A veces, cuando pedimos milagros…

Por: Carlos Padilla Esteban

Jesús hoy es llevado al desierto por Dios. Marcos nos cuenta muy poco de lo que sucedió allí: "Dejándose tentar por Satanás; vivía entre alimañas". Fue después del bautismo. Acaba de oír la voz de su Padre diciéndole que es su Hijo amado. Se va con ese amor en el alma.
 
Antes de comenzar a dar todo lo que lleva dentro, todavía necesita un tiempo para profundizar en su corazón. ¿De dónde viene ese fuego que lleva dentro? Resuenan las palabras de su Padre, su anhelo.
 
Es la única vez que Jesús se retira tanto tiempo a orar. Lo necesita. Son esos momentos de la vida en que uno tiene que detenerse, mirar hacia dentro, hablar mucho con Dios. Seguramente fue su roca. El Espíritu lo empuja al desierto.
 
Se aparta sólo un tiempo. Porque Jesús vive entre los hombres. El desierto es el lugar del límite. Del hambre, de la lucha, de las preguntas, de la oración con su Padre. Es el tiempo en que no hay nadie más que uno y Dios. Es el tiempo de la soledad. Hablaría con su Padre largos ratos.
 
También se dejó tentar. Eso me conmueve mucho. Se dejó tentar como yo. Es verdad que cuando uno tiene hambre, y está cansado, cuando uno siente la soledad dentro, está más débil. Jesús se dejó tentar.
 
Experimentó lo mismo que siento yo cuando algo atractivo se me presenta. Marcos no nos relata las tentaciones.

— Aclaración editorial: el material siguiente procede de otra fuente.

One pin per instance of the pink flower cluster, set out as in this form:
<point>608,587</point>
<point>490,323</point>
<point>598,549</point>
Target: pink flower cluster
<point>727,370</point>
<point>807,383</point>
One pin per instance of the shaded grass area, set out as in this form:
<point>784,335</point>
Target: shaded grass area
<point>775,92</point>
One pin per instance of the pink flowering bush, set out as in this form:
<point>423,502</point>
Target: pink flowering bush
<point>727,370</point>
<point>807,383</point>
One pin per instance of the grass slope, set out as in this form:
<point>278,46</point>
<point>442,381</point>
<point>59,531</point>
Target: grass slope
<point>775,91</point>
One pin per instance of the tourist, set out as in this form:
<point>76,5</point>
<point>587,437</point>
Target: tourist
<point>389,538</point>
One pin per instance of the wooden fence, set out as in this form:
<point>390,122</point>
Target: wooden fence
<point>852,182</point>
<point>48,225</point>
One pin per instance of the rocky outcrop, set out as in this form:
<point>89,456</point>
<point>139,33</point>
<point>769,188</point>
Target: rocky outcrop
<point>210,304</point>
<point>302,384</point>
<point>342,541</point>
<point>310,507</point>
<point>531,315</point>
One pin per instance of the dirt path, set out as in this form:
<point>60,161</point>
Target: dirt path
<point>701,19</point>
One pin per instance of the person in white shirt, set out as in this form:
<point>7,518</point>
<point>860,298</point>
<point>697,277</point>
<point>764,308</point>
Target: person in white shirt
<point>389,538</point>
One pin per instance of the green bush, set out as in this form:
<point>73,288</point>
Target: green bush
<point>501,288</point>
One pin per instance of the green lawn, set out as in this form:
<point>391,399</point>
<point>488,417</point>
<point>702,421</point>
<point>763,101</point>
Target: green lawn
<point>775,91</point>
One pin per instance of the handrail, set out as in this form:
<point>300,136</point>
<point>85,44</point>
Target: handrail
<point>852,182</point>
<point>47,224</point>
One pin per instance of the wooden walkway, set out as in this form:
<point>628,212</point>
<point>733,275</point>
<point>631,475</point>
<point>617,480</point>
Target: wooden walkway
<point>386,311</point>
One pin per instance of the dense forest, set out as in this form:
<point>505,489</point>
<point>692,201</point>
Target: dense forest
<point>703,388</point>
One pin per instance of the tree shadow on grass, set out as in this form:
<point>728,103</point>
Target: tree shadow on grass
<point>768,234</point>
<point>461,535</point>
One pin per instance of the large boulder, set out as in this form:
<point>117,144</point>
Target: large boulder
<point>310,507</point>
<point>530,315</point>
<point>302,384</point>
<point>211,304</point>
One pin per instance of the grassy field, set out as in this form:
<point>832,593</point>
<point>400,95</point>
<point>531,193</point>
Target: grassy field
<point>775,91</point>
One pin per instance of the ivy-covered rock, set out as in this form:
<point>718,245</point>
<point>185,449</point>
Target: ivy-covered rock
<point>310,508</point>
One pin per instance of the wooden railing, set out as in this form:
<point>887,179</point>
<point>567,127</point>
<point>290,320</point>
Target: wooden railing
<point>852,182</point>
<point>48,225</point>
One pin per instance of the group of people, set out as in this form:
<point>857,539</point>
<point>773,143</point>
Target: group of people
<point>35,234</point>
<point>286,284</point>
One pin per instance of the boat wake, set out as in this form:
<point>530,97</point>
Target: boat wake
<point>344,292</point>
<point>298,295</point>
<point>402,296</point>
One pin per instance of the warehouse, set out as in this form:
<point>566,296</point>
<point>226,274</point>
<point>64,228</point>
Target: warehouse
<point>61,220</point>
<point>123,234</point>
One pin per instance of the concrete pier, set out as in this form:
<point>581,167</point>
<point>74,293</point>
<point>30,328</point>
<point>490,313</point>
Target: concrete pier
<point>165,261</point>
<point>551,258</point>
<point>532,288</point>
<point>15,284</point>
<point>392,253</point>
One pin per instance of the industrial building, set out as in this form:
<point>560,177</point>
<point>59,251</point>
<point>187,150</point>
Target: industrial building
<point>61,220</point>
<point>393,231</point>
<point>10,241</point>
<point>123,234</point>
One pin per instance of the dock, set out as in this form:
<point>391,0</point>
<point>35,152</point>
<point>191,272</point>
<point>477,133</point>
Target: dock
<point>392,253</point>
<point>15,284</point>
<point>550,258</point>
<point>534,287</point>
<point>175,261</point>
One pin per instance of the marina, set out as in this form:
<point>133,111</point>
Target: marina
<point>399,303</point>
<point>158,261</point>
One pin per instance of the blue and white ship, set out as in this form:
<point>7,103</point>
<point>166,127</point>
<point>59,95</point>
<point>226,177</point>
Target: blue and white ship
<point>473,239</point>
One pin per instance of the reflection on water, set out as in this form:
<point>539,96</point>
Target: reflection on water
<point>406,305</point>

No nos dice como otros evangelistas en qué fue tentado. Pero sabemos que el demonio se acercó a Él y le tentó en dejar de ser hombre.
 
Le propuso demostrar su poder, su poder de rey, de Dios, de convertir las piedras en pan. Le propuso dejar de amar hasta ese extremo en que Dios se hace hombre impotente. Le propone que deje de amar así y le pide que deje de ocultar su dignidad de Dios. Que use su magia. ¿Acaso no lo puede todo?
 
Esa misma tentación es la que nosotros tenemos tantas veces ante Dios y le preguntamos: "¿No eres Tú Dios? ¿No puedes hacer Tú este milagro?".Y no le dejamos que nos ame, que nos abrace, que esté a nuestro lado, impotente ante nuestro dolor, amándonos en él, sosteniéndonos en él.
 
Jesús sufría con el dolor del hombre. Hubiera querido salvar a todos, curar a todos. Lo hizo desde la impotencia de su cruz, a través de sus manos que bendecían y tocaban heridas. Pero es verdad que no llegó a todos.
 
Su amor está escondido en esa impotencia que el demonio pretendía evitar. La impotencia de Dios es su mayor poder. Veo a Jesús, con hambre, con sed. Seguramente se sintió solo esos días, echaría de menos Galilea, su lago, su familia, a los suyos. Estaría cansado tantas veces y no tendría a su lado a nadie que lo consolara.
 
Su fuerza era su Padre. En esos días se apoyó en Él. Tendría tantas preguntas: « ¿Quién soy Yo? ¿Para qué estoy aquí? ¿Cuál es mi misión, mi forma de amar? ¿Cómo dar todo lo que durante treinta años se ha gestado dentro de mí?».
 
Son las preguntas que muchos de nosotros nos hemos hecho en momentos de ruptura, de dolor, de búsqueda. El desierto es el lugar de Dios pero también es el lugar donde el hombre experimenta su propio límite, su humanidad, su debilidad.
 
Jesús descubrió que su forma de amar era compartiendo la vida, sanando, tocando, con misericordia, con ternura, dándose sin reservas, deteniéndose ante cualquiera. Es tentado para que se rebele y deje de ser impotente. «¿No lo puedes todo?»
 
¡Cuántos hombres después lo buscaron porque hacía milagros! Es la misma tentación en la cruz: «Sálvate y sálvanos». Jesús lo desearía. Pero es ante todo el hijo obediente, el Dios que camina con pies humanos para mostrarnos el camino al Padre.
 
Sus manos humanas temblaban ante el dolor, rezaban a su Padre suplicando. Sus ojos humanos se conmovían ante el sufrimiento, se admiraban ante el misterio de cada hombre. A veces, nosotros, no buscamos a ese Dios impotente. No buscamos al Dios que nos ama con locura y que va al desierto con nosotros. El Dios que sale a mi encuentro y sufre conmigo. El que me llama por mi nombre con ternura.